The Salem News reported that a Salem District Court Judge dismissed one criminal count of threats to commit a crime against a Marblehead police officer, forty-one year old Christopher Adkerson of Lynn. Apparently, a distraught Adkerson told his wife that he was going to kill himself and that he would take them too. However, when his estranged wife questioned who he was referring to, Adkerson never specified anyone.
Massachusetts General Laws Chapter 275 section 2 and Massachusetts decisional law provides that in order to be convicted for “threats” to commit a crime a defendant must have both the intention and the ability to carry out a threat and the circumstances must justify apprehension on the part of the recipient of the threat. Furthermore, the recipient of a threat does not have to be the victim of the threatened crime. For example, in the recent case of Commonwealth v. Hamilton,, 459 Mass. 422 (20110) the Supreme Judicial Court held that there was sufficient evidence to convict a defendant for threats to commit a crime when the defendant threatened a probation officer’s daughter because there was evidence that the defendant intended that the threat be forwarded to the officer’s young daughter through the probation officer. A defendant who blocked the path of a car, glared at its occupants, addressed the individual’s with closed fists stating that he would “wipe the grin” off the victim’s face and stopped his car twice close to victim and looking at the victim and his son with a “menacing grin” was appropriately convicted for criminal harassment.
In the Adkersen case, the judge held that Adkersen’s threat was not directed at a specific victim and therefore, the conduct was not conduct forbidden by the statute. According to the News, Adkerson’s conduct had recently been “erratic” however, his wife claimed that he had never been physical with her or their daughter.

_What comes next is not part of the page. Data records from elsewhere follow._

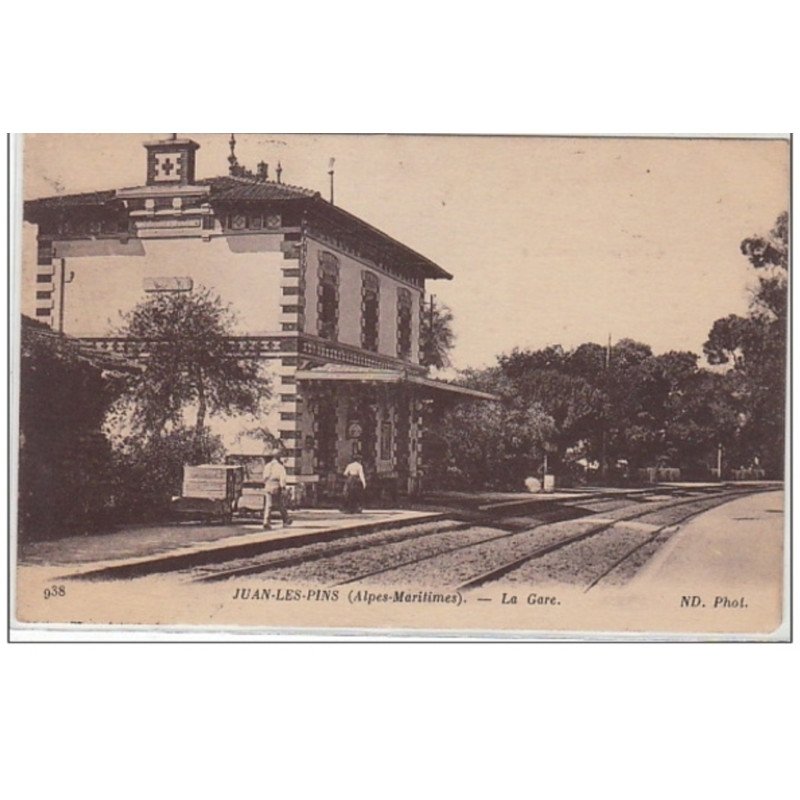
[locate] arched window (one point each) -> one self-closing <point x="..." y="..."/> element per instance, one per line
<point x="404" y="306"/>
<point x="370" y="311"/>
<point x="328" y="296"/>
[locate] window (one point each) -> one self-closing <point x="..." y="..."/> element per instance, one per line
<point x="404" y="305"/>
<point x="370" y="311"/>
<point x="328" y="297"/>
<point x="386" y="441"/>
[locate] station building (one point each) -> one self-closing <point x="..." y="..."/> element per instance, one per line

Another crime that is often charged in conjunction with threats to commit a crime is criminal harassment. Massachusetts General Laws Chapter 265 Section 43 A provides that anyone who “willfully and maliciously” directs conduct at a specific person over a period of time establishing a pattern that seriously alarms that person and the conduct causes a reasonable person to suffer “substantial emotional distress” can be punished for up to two and one half years in jail or by a one-thousand dollar fine or both. The Massachusetts Supreme Judicial Court has held that three or more incidents is required in order to prove a pattern of harassment. Examples of conduct that would constitute criminal harassment include the posting of fliers advertising concert tickets and cars for sale that listed the complainant’s phone number and hang up calls. The “substantial” distress must be more than minor or passing anxiety.